Alla tristezza deve aggiungersi però una riflessione, perché il nostro è un mestiere particolare. In tutti gli ambienti di lavoro si possono verificare tensioni, dissensi, frustrazioni, che possono incidere sulla produzione e sulla vita di chi lavora. Vale nelle fabbriche, negli uffici, vale anche per i giornali.
Con una differenza: che la professione giornalistica deve essere svolta da persone libere.
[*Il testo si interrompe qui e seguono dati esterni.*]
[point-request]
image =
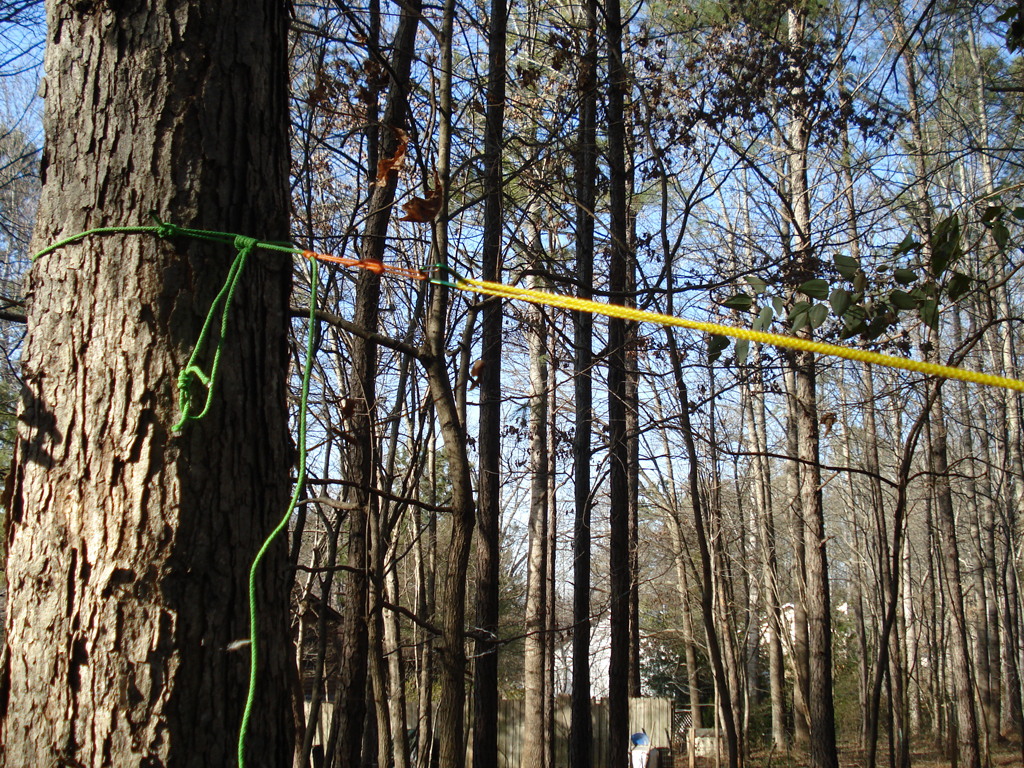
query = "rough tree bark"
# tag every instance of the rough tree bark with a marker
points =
(581, 727)
(129, 544)
(488, 530)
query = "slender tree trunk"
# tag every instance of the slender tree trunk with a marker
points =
(488, 535)
(581, 727)
(354, 630)
(551, 542)
(537, 571)
(619, 555)
(817, 601)
(452, 654)
(129, 544)
(698, 504)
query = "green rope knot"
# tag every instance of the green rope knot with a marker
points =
(165, 229)
(245, 246)
(244, 243)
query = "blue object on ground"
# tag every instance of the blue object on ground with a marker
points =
(640, 739)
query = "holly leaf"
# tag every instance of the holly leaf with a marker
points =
(902, 300)
(846, 265)
(905, 276)
(908, 244)
(422, 210)
(1001, 235)
(765, 316)
(740, 301)
(930, 313)
(798, 315)
(960, 284)
(716, 345)
(840, 300)
(816, 289)
(945, 245)
(817, 314)
(757, 284)
(742, 348)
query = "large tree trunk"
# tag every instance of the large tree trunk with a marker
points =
(488, 534)
(129, 544)
(581, 728)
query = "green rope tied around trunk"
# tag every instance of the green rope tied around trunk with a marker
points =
(244, 246)
(192, 371)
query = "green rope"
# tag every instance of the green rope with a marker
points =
(244, 246)
(299, 482)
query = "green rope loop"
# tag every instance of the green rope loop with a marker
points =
(192, 371)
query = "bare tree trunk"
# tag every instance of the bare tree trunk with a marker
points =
(354, 630)
(537, 571)
(619, 555)
(817, 600)
(488, 535)
(125, 589)
(698, 505)
(452, 609)
(581, 727)
(551, 542)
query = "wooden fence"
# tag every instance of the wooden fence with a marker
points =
(652, 715)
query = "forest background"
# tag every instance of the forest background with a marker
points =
(511, 501)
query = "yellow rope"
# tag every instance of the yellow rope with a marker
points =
(792, 342)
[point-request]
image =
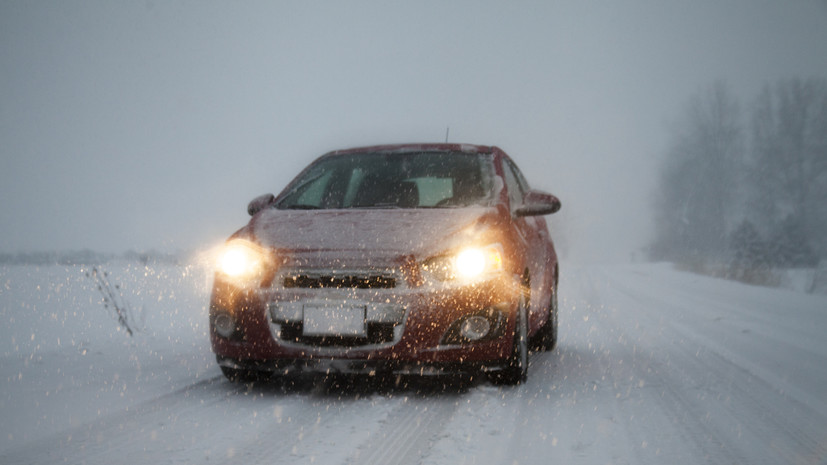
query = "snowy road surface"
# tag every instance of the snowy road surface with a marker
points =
(654, 366)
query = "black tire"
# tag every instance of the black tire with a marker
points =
(515, 370)
(237, 375)
(546, 339)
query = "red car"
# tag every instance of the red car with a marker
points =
(412, 259)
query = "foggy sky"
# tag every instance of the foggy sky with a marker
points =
(138, 125)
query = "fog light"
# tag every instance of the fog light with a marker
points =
(475, 328)
(224, 325)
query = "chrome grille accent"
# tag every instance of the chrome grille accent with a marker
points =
(339, 279)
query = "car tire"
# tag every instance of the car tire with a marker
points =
(237, 375)
(515, 370)
(547, 336)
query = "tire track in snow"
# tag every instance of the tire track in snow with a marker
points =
(410, 431)
(729, 406)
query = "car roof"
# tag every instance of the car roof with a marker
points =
(419, 147)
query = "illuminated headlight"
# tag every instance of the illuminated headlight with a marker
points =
(468, 264)
(241, 259)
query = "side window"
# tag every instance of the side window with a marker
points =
(512, 181)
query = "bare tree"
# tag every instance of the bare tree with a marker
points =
(697, 195)
(789, 160)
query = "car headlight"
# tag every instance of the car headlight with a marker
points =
(241, 259)
(468, 264)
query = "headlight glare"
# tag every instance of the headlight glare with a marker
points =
(468, 264)
(240, 259)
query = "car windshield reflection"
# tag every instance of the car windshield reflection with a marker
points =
(382, 180)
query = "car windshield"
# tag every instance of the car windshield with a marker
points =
(392, 180)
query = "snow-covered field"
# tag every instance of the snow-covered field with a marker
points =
(654, 366)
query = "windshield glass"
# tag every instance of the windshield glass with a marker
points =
(392, 180)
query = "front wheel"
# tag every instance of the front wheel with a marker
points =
(546, 339)
(515, 370)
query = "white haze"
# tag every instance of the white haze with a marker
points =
(150, 125)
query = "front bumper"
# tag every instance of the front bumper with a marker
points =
(408, 330)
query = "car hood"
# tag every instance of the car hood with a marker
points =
(371, 233)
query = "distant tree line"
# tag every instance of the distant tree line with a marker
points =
(748, 193)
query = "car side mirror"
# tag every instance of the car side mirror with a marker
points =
(538, 203)
(260, 203)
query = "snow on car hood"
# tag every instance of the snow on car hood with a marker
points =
(380, 232)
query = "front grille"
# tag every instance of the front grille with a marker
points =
(377, 333)
(339, 281)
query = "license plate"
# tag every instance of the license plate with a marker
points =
(334, 321)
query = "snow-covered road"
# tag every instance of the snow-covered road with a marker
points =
(654, 366)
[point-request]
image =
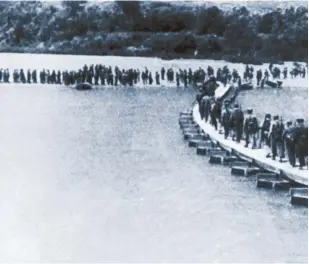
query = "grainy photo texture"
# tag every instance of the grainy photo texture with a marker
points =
(154, 131)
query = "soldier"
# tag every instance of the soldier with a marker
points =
(150, 79)
(206, 107)
(190, 76)
(225, 119)
(22, 76)
(276, 137)
(157, 77)
(270, 67)
(34, 77)
(258, 77)
(264, 139)
(28, 76)
(53, 77)
(215, 113)
(303, 72)
(185, 78)
(177, 79)
(7, 75)
(237, 120)
(285, 72)
(266, 75)
(162, 73)
(59, 77)
(301, 142)
(289, 139)
(251, 128)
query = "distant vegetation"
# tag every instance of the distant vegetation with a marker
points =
(167, 30)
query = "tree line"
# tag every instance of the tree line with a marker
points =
(159, 27)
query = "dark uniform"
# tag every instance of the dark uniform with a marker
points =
(289, 139)
(215, 113)
(264, 138)
(237, 120)
(225, 120)
(301, 142)
(276, 136)
(251, 128)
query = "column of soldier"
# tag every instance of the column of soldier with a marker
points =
(289, 139)
(103, 75)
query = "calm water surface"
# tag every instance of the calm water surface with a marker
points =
(288, 102)
(104, 175)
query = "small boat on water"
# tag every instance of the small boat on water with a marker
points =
(83, 86)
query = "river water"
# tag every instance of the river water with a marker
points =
(105, 176)
(289, 102)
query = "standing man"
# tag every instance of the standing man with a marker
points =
(264, 139)
(225, 119)
(251, 128)
(276, 136)
(289, 139)
(301, 142)
(237, 121)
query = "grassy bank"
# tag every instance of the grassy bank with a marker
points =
(165, 30)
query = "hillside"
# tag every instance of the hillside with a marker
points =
(250, 33)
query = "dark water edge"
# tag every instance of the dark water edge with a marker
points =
(290, 103)
(104, 175)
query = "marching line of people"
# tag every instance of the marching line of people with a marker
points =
(106, 75)
(290, 139)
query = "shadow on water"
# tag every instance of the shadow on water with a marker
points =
(105, 175)
(291, 103)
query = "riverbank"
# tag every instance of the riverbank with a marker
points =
(254, 156)
(72, 62)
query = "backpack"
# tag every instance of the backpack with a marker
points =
(252, 125)
(226, 116)
(266, 125)
(277, 131)
(237, 115)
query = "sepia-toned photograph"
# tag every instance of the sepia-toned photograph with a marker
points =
(154, 131)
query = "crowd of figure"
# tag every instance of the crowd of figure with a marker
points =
(289, 139)
(106, 75)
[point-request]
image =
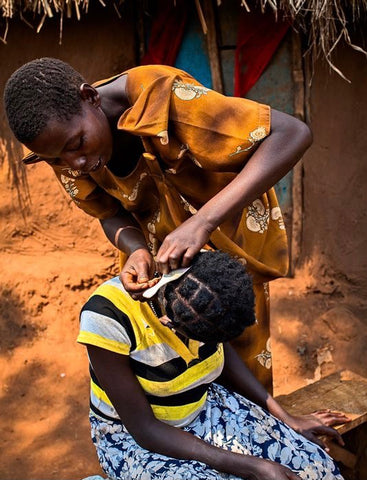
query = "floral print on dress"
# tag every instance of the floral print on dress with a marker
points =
(257, 217)
(264, 358)
(187, 206)
(153, 241)
(69, 185)
(276, 215)
(188, 91)
(228, 421)
(135, 190)
(254, 137)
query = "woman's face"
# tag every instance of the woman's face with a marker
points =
(82, 143)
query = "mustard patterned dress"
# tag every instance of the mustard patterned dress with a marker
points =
(195, 141)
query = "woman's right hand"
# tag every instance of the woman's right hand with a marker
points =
(137, 273)
(261, 469)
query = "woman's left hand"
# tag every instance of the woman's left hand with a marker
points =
(180, 246)
(312, 428)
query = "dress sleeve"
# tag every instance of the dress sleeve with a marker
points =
(184, 119)
(86, 194)
(219, 133)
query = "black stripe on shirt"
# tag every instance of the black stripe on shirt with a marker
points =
(184, 398)
(104, 306)
(171, 369)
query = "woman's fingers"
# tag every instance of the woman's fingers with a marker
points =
(330, 418)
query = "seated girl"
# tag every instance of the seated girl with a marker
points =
(159, 407)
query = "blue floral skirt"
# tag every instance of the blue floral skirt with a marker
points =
(228, 421)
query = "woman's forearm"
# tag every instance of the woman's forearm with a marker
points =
(176, 443)
(128, 240)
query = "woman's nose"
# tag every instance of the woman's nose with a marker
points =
(77, 162)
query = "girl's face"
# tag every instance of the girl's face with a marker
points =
(82, 143)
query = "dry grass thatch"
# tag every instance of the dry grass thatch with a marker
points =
(325, 23)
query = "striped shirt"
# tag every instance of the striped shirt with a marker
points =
(174, 376)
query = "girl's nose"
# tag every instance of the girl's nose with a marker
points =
(77, 162)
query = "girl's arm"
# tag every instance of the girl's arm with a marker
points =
(237, 376)
(276, 155)
(124, 391)
(125, 234)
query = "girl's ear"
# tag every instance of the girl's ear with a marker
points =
(90, 94)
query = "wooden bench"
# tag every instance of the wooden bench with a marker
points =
(345, 392)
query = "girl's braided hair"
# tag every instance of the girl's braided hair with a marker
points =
(213, 301)
(38, 91)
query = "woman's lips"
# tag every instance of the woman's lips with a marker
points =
(97, 165)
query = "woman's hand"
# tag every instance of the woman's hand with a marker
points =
(312, 428)
(180, 246)
(330, 418)
(137, 273)
(261, 469)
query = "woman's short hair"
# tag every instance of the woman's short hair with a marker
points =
(42, 89)
(214, 300)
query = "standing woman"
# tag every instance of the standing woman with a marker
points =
(168, 166)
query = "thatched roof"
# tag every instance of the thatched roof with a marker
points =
(325, 23)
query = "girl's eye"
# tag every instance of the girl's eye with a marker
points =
(78, 145)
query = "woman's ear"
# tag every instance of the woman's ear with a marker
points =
(90, 94)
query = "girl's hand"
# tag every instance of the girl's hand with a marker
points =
(137, 273)
(260, 469)
(180, 246)
(330, 418)
(312, 428)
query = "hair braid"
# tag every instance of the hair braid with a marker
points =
(42, 89)
(214, 301)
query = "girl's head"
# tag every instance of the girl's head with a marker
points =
(57, 115)
(41, 90)
(213, 301)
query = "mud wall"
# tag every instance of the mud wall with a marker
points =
(335, 177)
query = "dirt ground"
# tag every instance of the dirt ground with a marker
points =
(51, 261)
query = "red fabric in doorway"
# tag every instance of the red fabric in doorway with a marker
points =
(259, 35)
(168, 27)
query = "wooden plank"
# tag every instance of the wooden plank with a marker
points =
(342, 391)
(212, 42)
(297, 186)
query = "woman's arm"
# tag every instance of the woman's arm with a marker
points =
(277, 154)
(123, 389)
(237, 376)
(137, 273)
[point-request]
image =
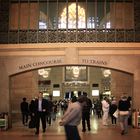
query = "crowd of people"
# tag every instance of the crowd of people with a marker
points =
(75, 110)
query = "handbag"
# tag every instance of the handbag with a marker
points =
(116, 113)
(124, 113)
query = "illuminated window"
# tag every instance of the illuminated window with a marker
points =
(72, 17)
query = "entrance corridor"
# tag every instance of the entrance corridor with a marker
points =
(56, 132)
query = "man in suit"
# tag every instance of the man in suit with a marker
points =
(25, 111)
(40, 112)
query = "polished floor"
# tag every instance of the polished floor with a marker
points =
(56, 132)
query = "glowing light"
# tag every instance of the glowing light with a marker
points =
(72, 17)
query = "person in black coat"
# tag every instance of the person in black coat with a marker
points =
(40, 112)
(25, 111)
(86, 114)
(112, 109)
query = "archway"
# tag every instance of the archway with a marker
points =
(27, 84)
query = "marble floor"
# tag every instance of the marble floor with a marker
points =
(56, 132)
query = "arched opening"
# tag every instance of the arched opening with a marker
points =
(62, 82)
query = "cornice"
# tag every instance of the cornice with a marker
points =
(59, 49)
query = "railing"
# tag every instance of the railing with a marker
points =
(71, 35)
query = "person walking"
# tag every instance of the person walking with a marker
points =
(24, 107)
(124, 107)
(41, 105)
(86, 114)
(112, 109)
(105, 108)
(71, 118)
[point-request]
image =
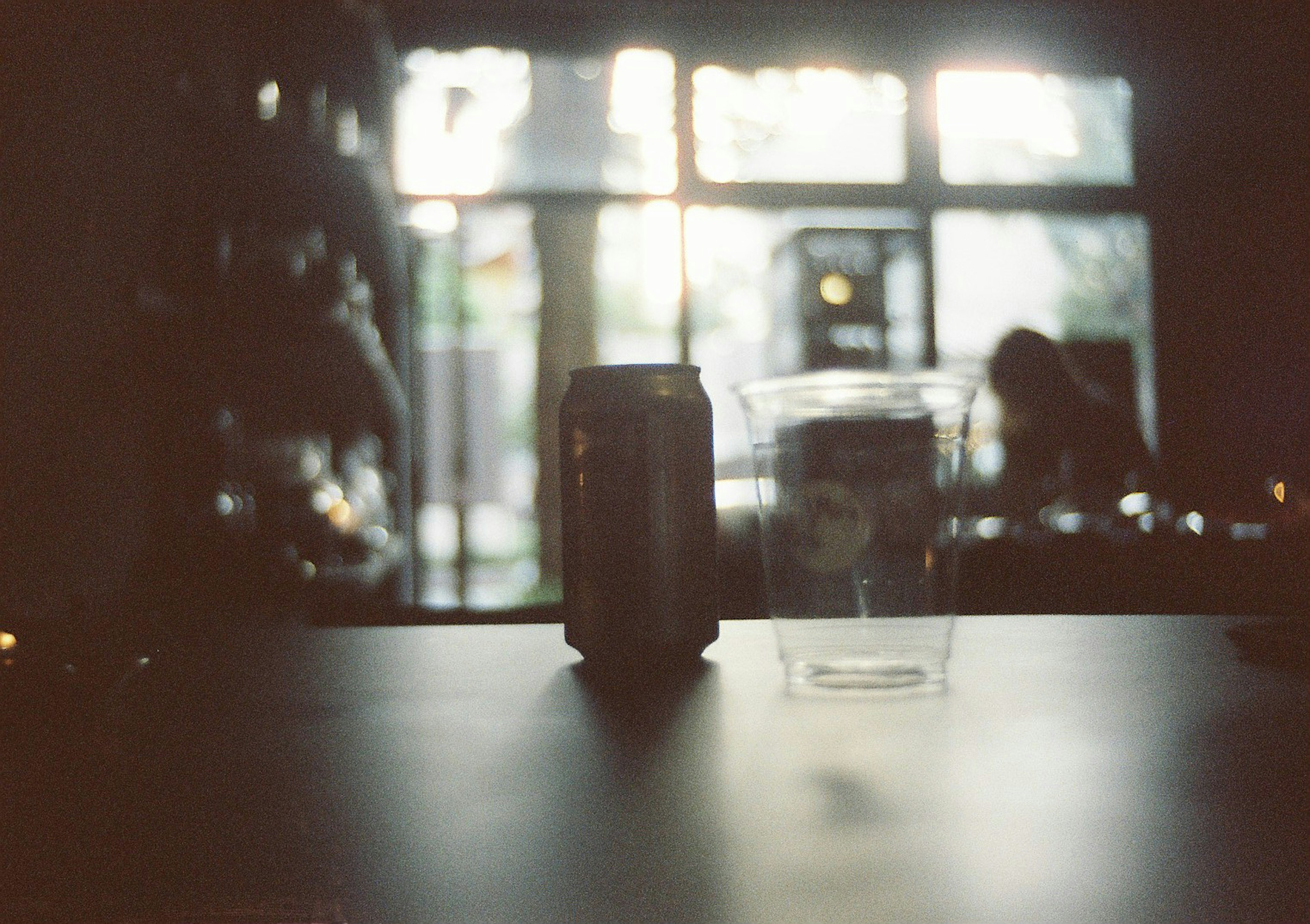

Non è retorica, è ciò che il Parlamento ha scritto all’articolo 2 della legge n. 69 del 1963, che ha istituito la professione e l’Ordine. “È diritto insopprimibile dei giornalisti la libertà di informazione e di critica”. In base a questa norma quella del giornalista è un’attività diversa da tutte le altre, perché a differenza di qualsiasi lavoratore, anche “dipendente”, il giornalista lavora in autonomia, non obbedisce a ordini, prende le direttive da colleghi , i quali pur avendo un grado superiore non possono violare la sua autonomia, che è garantita dal contratto di lavoro e deve essere protetta dal direttore di testata. E’ un lavoro “collegiale”.
Una redazione non solo non può essere una caserma, ma è un luogo di confronto, di collaborazione. Un posto nel quale, come dice sempre l’articolo 2 della legge n- 69, si è tenuti tra l’altro “a promuovere lo spirito di collaborazione tra colleghi, la cooperazione fra giornalisti e editori, e la fiducia tra la stampa e i lettori”.
Questa è l’etica del giornalista, che non può essere calpestata e dimenticata mai. Chi intimidisce e minaccia un collega si pone fuori dalle regole, cerca di assoggettarlo, viola la sua autonomia.
Ha scritto ancora il sindacato romano: “Il nostro mondo soffre di una crisi senza fine con redazioni allo stremo senza ricambi generazionali costrette specie d’estate a turni di lavoro massacranti. Il legittimo desiderio di portare avanti piani editoriali non deve però tradursi dalle linee di comando vicine alle direzioni in controllo maniacale, asfissia e mancanza di rispetto nei confronti degli altri colleghi, meno o per nulla graduati”. Anche l’Ordine dovrebbe intervenire. Il giornalismo libero è messo in pericolo dalla crisi economica, dalla miopia interessata degli editore, da alcuni politici che vogliono piegarlo e indebolirlo. Speriamo che non ci si mettano anche direttori, vicedirettori e capiredattori a trasformarlo in una fabbrica o in un ufficio, luoghi rispettabili, nei quali c’è chi ordina e chi obbedisce. No, nelle redazioni non si può.